Unsere Ergebnisse zum dualen Studium weichen somit zu den Befunden zur Aufnahme eines Universitätsstudiums ab, in denen die Unterschiede zwischen Kindern von Akademikern und Nicht-Akademikern geringer wären, wenn sich beide Gruppen in den schulischen Faktoren nicht unterscheiden würden. Das bedeutet, dass sich ein Teil der Differenzen nach der Bildungsherkunft auch auf Unterschiede in den schulischen Faktoren zurückführen lassen.

Kann das duale Studium also zu einer Verringerung der Bildungsungleichheit beitragen?

Alexander Patzina

Dr. Alexander Patzina ist Mitarbeiter im Forschungsbereich “Bildung, Qualifizierung und Erwerbsverläufe” am IAB und akademischer Rat am Lehrstuhl für Soziologie der Universität Bamberg.

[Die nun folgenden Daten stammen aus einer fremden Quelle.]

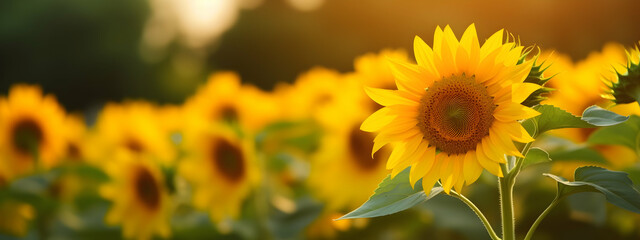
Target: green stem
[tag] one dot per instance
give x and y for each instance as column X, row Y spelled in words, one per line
column 542, row 215
column 476, row 210
column 506, row 195
column 506, row 208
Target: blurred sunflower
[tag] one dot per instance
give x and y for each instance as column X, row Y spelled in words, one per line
column 75, row 133
column 221, row 169
column 312, row 92
column 141, row 203
column 581, row 85
column 343, row 171
column 224, row 98
column 15, row 217
column 373, row 69
column 456, row 112
column 30, row 130
column 132, row 126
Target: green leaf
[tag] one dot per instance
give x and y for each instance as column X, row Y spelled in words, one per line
column 536, row 155
column 616, row 186
column 625, row 134
column 599, row 117
column 582, row 154
column 552, row 117
column 392, row 196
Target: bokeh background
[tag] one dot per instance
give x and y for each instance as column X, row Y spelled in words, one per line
column 89, row 52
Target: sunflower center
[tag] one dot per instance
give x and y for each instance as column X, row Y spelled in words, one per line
column 360, row 145
column 27, row 135
column 228, row 113
column 228, row 159
column 147, row 189
column 134, row 145
column 456, row 113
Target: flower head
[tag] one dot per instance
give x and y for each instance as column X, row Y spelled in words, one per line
column 456, row 111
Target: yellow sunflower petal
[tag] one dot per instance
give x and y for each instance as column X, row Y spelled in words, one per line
column 510, row 112
column 377, row 120
column 388, row 97
column 471, row 168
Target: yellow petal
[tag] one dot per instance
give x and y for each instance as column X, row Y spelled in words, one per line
column 491, row 151
column 423, row 165
column 471, row 168
column 510, row 112
column 492, row 43
column 515, row 130
column 377, row 120
column 388, row 97
column 423, row 53
column 408, row 77
column 504, row 142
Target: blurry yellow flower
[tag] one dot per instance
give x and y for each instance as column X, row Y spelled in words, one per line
column 141, row 203
column 373, row 69
column 343, row 172
column 625, row 85
column 221, row 168
column 312, row 92
column 135, row 127
column 224, row 98
column 581, row 85
column 75, row 133
column 456, row 112
column 15, row 217
column 30, row 123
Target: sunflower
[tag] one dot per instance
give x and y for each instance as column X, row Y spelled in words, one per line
column 30, row 130
column 581, row 85
column 312, row 92
column 75, row 134
column 225, row 98
column 343, row 172
column 456, row 111
column 141, row 203
column 221, row 169
column 15, row 217
column 132, row 126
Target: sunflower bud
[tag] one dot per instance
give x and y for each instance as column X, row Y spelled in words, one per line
column 536, row 75
column 625, row 88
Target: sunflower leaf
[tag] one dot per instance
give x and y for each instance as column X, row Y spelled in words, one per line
column 616, row 186
column 552, row 117
column 392, row 196
column 535, row 156
column 582, row 154
column 625, row 134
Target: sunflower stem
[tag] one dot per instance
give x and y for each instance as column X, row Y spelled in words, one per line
column 478, row 213
column 533, row 228
column 506, row 207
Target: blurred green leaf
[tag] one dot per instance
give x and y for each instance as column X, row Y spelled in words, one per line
column 582, row 154
column 600, row 117
column 290, row 225
column 552, row 117
column 536, row 155
column 625, row 134
column 616, row 186
column 392, row 196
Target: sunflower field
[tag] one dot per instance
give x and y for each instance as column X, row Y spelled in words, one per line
column 314, row 119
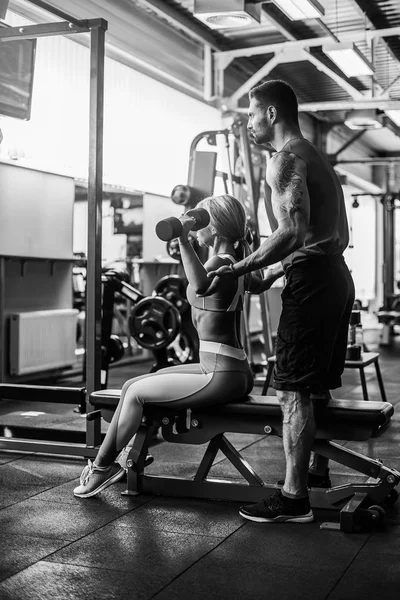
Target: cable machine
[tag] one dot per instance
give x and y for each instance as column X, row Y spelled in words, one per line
column 243, row 177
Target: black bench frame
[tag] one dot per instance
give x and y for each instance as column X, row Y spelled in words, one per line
column 199, row 426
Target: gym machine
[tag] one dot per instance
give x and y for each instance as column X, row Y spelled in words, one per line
column 243, row 178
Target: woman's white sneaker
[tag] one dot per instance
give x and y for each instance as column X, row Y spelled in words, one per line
column 94, row 480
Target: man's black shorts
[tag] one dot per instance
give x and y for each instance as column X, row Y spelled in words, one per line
column 311, row 343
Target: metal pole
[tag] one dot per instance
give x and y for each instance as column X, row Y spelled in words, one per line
column 2, row 322
column 388, row 240
column 95, row 191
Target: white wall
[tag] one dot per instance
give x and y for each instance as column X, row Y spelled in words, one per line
column 361, row 254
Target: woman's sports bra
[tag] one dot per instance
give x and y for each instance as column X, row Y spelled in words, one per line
column 216, row 302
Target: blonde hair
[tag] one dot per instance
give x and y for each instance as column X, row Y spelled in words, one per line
column 228, row 217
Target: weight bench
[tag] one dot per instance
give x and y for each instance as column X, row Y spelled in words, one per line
column 339, row 420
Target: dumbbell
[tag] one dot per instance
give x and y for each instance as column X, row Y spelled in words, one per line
column 171, row 228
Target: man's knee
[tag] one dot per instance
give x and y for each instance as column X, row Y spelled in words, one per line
column 293, row 403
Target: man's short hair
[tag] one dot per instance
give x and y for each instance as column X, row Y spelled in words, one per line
column 279, row 94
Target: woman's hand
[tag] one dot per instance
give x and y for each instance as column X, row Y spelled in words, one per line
column 187, row 224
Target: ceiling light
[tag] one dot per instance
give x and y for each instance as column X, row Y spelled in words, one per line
column 299, row 10
column 3, row 8
column 394, row 115
column 363, row 119
column 228, row 13
column 349, row 59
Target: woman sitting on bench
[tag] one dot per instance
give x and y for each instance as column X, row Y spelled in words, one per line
column 223, row 374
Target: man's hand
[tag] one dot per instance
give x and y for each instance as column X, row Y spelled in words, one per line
column 221, row 272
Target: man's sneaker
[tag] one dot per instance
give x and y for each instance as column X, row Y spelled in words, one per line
column 94, row 480
column 318, row 481
column 279, row 509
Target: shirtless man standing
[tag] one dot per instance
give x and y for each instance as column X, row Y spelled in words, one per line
column 309, row 234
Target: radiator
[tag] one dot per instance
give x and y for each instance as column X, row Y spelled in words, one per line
column 42, row 340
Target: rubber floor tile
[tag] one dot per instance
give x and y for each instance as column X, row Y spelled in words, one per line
column 13, row 493
column 371, row 576
column 136, row 550
column 110, row 497
column 54, row 519
column 54, row 581
column 300, row 545
column 18, row 552
column 198, row 517
column 384, row 542
column 214, row 578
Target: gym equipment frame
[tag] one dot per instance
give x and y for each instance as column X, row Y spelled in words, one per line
column 96, row 28
column 358, row 503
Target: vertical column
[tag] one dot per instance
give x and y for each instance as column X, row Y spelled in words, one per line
column 95, row 191
column 2, row 323
column 388, row 239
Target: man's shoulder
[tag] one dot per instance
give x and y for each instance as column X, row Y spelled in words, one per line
column 285, row 160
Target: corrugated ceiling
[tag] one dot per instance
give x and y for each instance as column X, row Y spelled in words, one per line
column 165, row 39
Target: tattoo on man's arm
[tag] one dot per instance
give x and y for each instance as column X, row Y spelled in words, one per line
column 288, row 180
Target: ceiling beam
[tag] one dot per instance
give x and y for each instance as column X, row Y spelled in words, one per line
column 254, row 79
column 185, row 23
column 351, row 90
column 374, row 103
column 353, row 36
column 345, row 105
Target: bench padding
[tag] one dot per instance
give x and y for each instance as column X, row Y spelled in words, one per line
column 357, row 412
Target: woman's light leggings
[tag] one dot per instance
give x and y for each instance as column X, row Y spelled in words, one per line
column 180, row 386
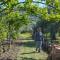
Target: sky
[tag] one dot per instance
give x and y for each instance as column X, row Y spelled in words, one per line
column 40, row 5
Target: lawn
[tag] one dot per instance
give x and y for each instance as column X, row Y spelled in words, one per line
column 27, row 51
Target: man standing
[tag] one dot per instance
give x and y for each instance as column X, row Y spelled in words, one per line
column 38, row 39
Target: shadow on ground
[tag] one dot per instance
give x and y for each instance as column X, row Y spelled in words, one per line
column 25, row 58
column 29, row 44
column 29, row 53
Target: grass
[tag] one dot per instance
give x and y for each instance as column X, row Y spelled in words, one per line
column 27, row 52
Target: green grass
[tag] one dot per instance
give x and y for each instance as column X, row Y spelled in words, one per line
column 27, row 52
column 25, row 35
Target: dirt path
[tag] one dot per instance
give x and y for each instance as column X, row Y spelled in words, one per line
column 27, row 51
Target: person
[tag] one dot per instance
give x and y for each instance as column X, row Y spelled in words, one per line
column 39, row 39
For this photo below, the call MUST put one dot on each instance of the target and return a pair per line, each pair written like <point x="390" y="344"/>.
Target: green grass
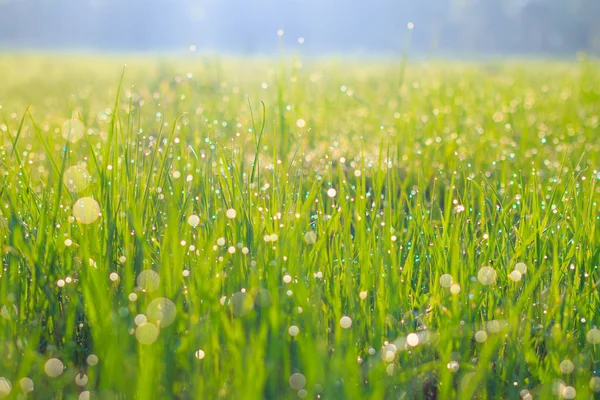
<point x="458" y="167"/>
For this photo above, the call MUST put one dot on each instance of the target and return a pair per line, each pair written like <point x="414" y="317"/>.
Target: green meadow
<point x="205" y="228"/>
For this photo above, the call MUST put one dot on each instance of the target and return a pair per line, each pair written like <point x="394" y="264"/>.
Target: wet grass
<point x="313" y="229"/>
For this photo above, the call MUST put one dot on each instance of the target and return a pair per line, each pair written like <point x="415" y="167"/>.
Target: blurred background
<point x="316" y="26"/>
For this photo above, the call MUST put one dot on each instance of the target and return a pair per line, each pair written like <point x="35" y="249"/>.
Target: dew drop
<point x="148" y="280"/>
<point x="346" y="322"/>
<point x="194" y="220"/>
<point x="161" y="311"/>
<point x="146" y="333"/>
<point x="72" y="130"/>
<point x="86" y="210"/>
<point x="54" y="368"/>
<point x="297" y="381"/>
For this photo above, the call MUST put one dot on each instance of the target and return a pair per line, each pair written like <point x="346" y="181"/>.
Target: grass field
<point x="253" y="229"/>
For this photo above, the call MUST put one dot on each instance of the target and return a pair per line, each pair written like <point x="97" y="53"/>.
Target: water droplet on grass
<point x="297" y="381"/>
<point x="86" y="210"/>
<point x="231" y="213"/>
<point x="81" y="379"/>
<point x="412" y="339"/>
<point x="161" y="311"/>
<point x="5" y="387"/>
<point x="147" y="333"/>
<point x="346" y="322"/>
<point x="72" y="130"/>
<point x="54" y="368"/>
<point x="446" y="280"/>
<point x="26" y="384"/>
<point x="310" y="237"/>
<point x="521" y="267"/>
<point x="76" y="178"/>
<point x="593" y="336"/>
<point x="567" y="366"/>
<point x="92" y="360"/>
<point x="453" y="366"/>
<point x="480" y="336"/>
<point x="486" y="275"/>
<point x="148" y="280"/>
<point x="194" y="220"/>
<point x="241" y="303"/>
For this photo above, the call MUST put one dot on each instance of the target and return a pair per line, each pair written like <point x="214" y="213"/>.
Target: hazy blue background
<point x="341" y="26"/>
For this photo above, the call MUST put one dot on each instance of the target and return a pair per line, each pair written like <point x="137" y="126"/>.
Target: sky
<point x="311" y="26"/>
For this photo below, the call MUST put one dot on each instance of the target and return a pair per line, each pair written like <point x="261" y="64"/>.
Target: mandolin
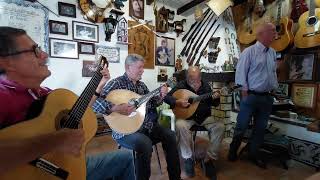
<point x="128" y="124"/>
<point x="308" y="34"/>
<point x="283" y="28"/>
<point x="61" y="109"/>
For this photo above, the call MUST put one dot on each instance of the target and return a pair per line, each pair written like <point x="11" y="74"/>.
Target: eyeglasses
<point x="36" y="49"/>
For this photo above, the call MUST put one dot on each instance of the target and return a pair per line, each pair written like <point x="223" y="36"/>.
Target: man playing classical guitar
<point x="23" y="66"/>
<point x="201" y="116"/>
<point x="150" y="132"/>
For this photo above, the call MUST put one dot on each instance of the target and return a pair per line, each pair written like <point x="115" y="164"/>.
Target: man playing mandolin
<point x="202" y="116"/>
<point x="150" y="132"/>
<point x="24" y="68"/>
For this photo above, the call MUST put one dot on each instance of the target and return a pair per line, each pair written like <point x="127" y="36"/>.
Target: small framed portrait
<point x="165" y="51"/>
<point x="85" y="32"/>
<point x="136" y="8"/>
<point x="301" y="67"/>
<point x="304" y="95"/>
<point x="66" y="9"/>
<point x="86" y="48"/>
<point x="61" y="48"/>
<point x="58" y="27"/>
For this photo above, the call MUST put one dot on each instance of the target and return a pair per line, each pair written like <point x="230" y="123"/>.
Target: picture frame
<point x="136" y="8"/>
<point x="61" y="48"/>
<point x="58" y="27"/>
<point x="304" y="95"/>
<point x="165" y="51"/>
<point x="66" y="9"/>
<point x="86" y="48"/>
<point x="301" y="67"/>
<point x="85" y="31"/>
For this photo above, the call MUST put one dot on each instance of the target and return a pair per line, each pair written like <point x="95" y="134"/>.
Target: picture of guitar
<point x="61" y="109"/>
<point x="308" y="34"/>
<point x="283" y="28"/>
<point x="128" y="124"/>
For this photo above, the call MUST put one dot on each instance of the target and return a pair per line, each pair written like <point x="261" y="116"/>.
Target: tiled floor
<point x="239" y="170"/>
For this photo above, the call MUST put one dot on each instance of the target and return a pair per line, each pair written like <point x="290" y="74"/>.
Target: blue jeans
<point x="141" y="142"/>
<point x="108" y="165"/>
<point x="259" y="107"/>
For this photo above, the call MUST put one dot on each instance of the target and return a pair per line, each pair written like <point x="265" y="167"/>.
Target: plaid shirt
<point x="123" y="82"/>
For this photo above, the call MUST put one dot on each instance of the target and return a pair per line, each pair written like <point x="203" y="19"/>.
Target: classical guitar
<point x="246" y="32"/>
<point x="128" y="124"/>
<point x="308" y="34"/>
<point x="194" y="100"/>
<point x="283" y="28"/>
<point x="61" y="109"/>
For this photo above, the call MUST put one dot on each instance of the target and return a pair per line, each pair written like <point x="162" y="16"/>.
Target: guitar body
<point x="285" y="35"/>
<point x="48" y="121"/>
<point x="307" y="35"/>
<point x="184" y="113"/>
<point x="122" y="123"/>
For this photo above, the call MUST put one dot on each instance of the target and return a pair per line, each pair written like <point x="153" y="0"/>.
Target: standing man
<point x="150" y="132"/>
<point x="256" y="72"/>
<point x="202" y="116"/>
<point x="24" y="68"/>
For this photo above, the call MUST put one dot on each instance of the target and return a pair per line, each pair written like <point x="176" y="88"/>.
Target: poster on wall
<point x="111" y="53"/>
<point x="141" y="38"/>
<point x="31" y="17"/>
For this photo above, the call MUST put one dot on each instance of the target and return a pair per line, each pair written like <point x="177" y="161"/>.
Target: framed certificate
<point x="304" y="95"/>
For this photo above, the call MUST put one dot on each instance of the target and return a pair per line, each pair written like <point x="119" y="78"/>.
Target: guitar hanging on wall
<point x="308" y="34"/>
<point x="283" y="28"/>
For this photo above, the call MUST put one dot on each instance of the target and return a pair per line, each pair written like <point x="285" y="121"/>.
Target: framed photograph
<point x="86" y="48"/>
<point x="301" y="67"/>
<point x="85" y="32"/>
<point x="165" y="52"/>
<point x="58" y="27"/>
<point x="304" y="95"/>
<point x="66" y="9"/>
<point x="61" y="48"/>
<point x="136" y="8"/>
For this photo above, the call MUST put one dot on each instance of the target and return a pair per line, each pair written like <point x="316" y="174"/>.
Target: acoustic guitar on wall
<point x="308" y="34"/>
<point x="61" y="109"/>
<point x="284" y="30"/>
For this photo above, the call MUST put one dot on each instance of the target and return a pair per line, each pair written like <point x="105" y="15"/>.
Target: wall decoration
<point x="85" y="31"/>
<point x="58" y="27"/>
<point x="122" y="31"/>
<point x="86" y="48"/>
<point x="31" y="17"/>
<point x="88" y="68"/>
<point x="162" y="20"/>
<point x="136" y="8"/>
<point x="165" y="52"/>
<point x="141" y="38"/>
<point x="301" y="67"/>
<point x="66" y="9"/>
<point x="111" y="53"/>
<point x="304" y="95"/>
<point x="61" y="48"/>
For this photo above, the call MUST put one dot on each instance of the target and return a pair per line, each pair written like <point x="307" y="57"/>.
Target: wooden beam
<point x="188" y="6"/>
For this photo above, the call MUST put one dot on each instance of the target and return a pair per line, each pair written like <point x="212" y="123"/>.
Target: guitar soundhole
<point x="312" y="21"/>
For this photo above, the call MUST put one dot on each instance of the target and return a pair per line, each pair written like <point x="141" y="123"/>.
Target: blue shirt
<point x="123" y="82"/>
<point x="256" y="69"/>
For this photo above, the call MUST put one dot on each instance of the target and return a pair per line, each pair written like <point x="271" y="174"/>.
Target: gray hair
<point x="133" y="58"/>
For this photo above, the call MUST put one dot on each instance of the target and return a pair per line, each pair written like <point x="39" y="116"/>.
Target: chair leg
<point x="159" y="163"/>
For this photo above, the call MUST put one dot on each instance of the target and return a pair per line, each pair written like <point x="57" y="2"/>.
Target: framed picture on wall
<point x="301" y="67"/>
<point x="61" y="48"/>
<point x="165" y="51"/>
<point x="58" y="27"/>
<point x="85" y="31"/>
<point x="304" y="95"/>
<point x="66" y="9"/>
<point x="86" y="48"/>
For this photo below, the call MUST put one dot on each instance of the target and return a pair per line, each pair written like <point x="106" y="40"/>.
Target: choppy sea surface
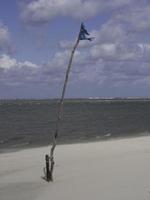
<point x="30" y="123"/>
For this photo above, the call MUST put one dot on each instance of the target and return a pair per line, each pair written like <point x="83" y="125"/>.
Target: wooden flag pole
<point x="50" y="168"/>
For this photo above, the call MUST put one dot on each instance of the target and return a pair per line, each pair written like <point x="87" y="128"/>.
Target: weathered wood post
<point x="49" y="174"/>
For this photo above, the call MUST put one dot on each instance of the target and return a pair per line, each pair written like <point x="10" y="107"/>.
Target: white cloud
<point x="4" y="38"/>
<point x="42" y="11"/>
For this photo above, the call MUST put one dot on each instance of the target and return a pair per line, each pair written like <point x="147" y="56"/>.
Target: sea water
<point x="28" y="123"/>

Alexander Patzina: Hier sind unsere Ergebnisse nicht eindeutig. Einerseits spricht das duale Studium – wie bereits erwähnt – Personen an, deren Eltern noch nicht studiert haben. Andererseits wählen aber gerade besonders leistungsfähige Kinder aus Nicht-Akademikerhaushalten häufig ein duales Studium. Dabei könnten sie auch ein Studium an einer Universität aufnehmen, das langfristig oft bessere Einkommens- und Karriereperspektiven bietet und außerdem den Zugang zu besonders prestige- und einkommensträchtigen Fächern wie Medizin oder Rechtswissenschaften ermöglicht.

Die entscheidende Frage wäre also: Was würden diese Jugendlichen aus Nicht-Akademikerhaushalten tun, wenn es kein duales Studium gäbe?

Patzina: Genau. Würden sie in diesem Fall gar nicht studieren, sondern eine Berufsausbildung wählen, dann würde das duale Studium diesen Kindern tatsächlich den Weg in die höhere Bildung eröffnen und zum Abbau der Bildungsungleichheit beitragen.

Würden diese Jugendlichen – wie es ihren Leistungen entspricht – ohne das duale Studium überwiegend ein Universitätsstudium aufnehmen, könnte man nicht von einer Verringerung der Bildungsungleichheit sprechen. Ähnlich, wie wir es schon von der Berufsbildung kennen, würde das duale Studium dann die Kinder von Nicht-Akademikern eher weg vom Universitätsstudium mit seinen in der Regel besseren Verdienstmöglichkeiten lenken, hin zu einer weniger ertragsstarken Bildungsvariante. In diesem Fall würde also die alte Ungleichheit lediglich durch eine neue – wenn auch eine schwächere – ersetzt.

Für die Studierenden kombiniert das duale Studium die Vorteile der Berufsausbildung mit denen des Studiums.

Warum hat das duale Studium in den letzten Jahren so massiv an Bedeutung gewonnen?

Toussaint: Für die Studierenden kombiniert das duale Studium zentrale Vorteile der Berufsausbildung mit denen eines Studiums: Sie haben die Möglichkeit, vom Ausbildungsbetrieb übernommen zu werden und oft erhalten sie auch eine Vergütung während der Ausbildung. Gleichzeitig ermöglicht ihnen das duale Studium aber eine anspruchsvolle Tätigkeit mit vergleichsweise hoher Bezahlung.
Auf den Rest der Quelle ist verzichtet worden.